NEW YORK ( TheStreet) -- This year, for the first time since 1995, the U.S. is anticipated to domestically produce more oil than is imported. As a result of domestic oil production increases, net imports of crude oil are on track to decline to the lowest level in nearly 20 years.

Lower demand for imported oil is exciting news for consumers and for domestic security. I look forward to the day when net imports drop to zero. I believe the time is coming and may arrive sooner than many predict. For the last five years in a row, the U.S. has imported less natural gas than the previous year.

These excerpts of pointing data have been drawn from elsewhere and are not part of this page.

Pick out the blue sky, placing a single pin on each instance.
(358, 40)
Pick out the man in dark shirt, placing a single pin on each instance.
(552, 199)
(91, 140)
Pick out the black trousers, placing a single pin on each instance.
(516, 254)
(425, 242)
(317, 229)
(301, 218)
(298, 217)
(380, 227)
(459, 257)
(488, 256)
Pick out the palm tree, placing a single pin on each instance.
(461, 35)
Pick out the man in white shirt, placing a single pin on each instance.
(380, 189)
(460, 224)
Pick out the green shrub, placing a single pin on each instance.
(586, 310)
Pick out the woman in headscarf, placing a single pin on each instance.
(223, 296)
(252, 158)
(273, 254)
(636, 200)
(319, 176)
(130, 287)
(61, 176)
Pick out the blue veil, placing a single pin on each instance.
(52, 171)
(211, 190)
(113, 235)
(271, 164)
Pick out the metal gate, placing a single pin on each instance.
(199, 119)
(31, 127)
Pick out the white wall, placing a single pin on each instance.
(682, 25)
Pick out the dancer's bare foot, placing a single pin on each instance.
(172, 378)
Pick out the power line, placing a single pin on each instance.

Natural gas producers have recently reversed course and halted operating rigs and/or stopped rigs from coming online as a result of the energy boom shale fracking created.

The slower trajectory by U.S. natural gas producers appear to have paid off. Natural gas prices, as measured by The US Natural Gas Fund ( UNG), have bounced off a bottom and are unlikely to test the lows soon. Oil may be in a different boat, though.

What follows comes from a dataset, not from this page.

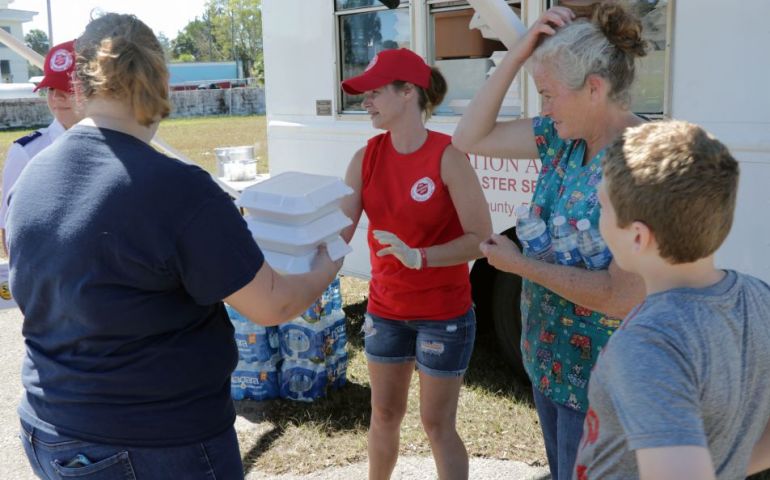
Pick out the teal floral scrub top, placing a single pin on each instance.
(561, 340)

A price of oil is far from historic lows, and lower U.S. demand for oil is offset by Asian demand. The United States Oil Fund ETF ( USO) is trading near $34, but if it declined at the same rate of UNG in the past four years it would trade closer to $7.

Unlike natural gas, the relatively higher price of oil provides the needed incentive for domestic producers to continue increasing production. If oil prices fall far enough that may change, but for now U.S. domestic production continues to grow.

Intuitively, investors may at first assume that lower U.S. imports would diminish demand for oil tankers and shipping companies. Shipping companies Frontline ( FRO), Overseas Shipholding Group ( OSGIQ), and Teekay Corporation ( TK) have bounced off 2012 lows recently.

Regardless of the fact the U.S. isn't importing as much oil, oil-producing nations continue their need to find markets for their oil. Oil-producing nations are shipping more oil further to reach markets that thirst for crude. As reported by the Financial Times, the number of oil ton miles (a measure of quantity of oil times the distance traveled) is growing at a relatively fast pace.

For investors, the changing shipping patterns set up new energy-related opportunities that may otherwise be overlooked. Frontline, Overseas Shipholding and Teekay all have negative trailing PEs. Teekay is estimated to almost break even for 2013, and to post a profit in 2014.

From a technical analysis perspective, Teekay is also breaking above resistance levels and made a new 52-week high last week. Frontline is oversold on the weekly chart and could reach $3 or more within a year just from halting the flow of losses. While Frontline offers the greatest percentage share appreciation potential, Teekay takes "Best In Show" today in my opinion.

At the time of publication the author had no position in any of the stocks mentioned.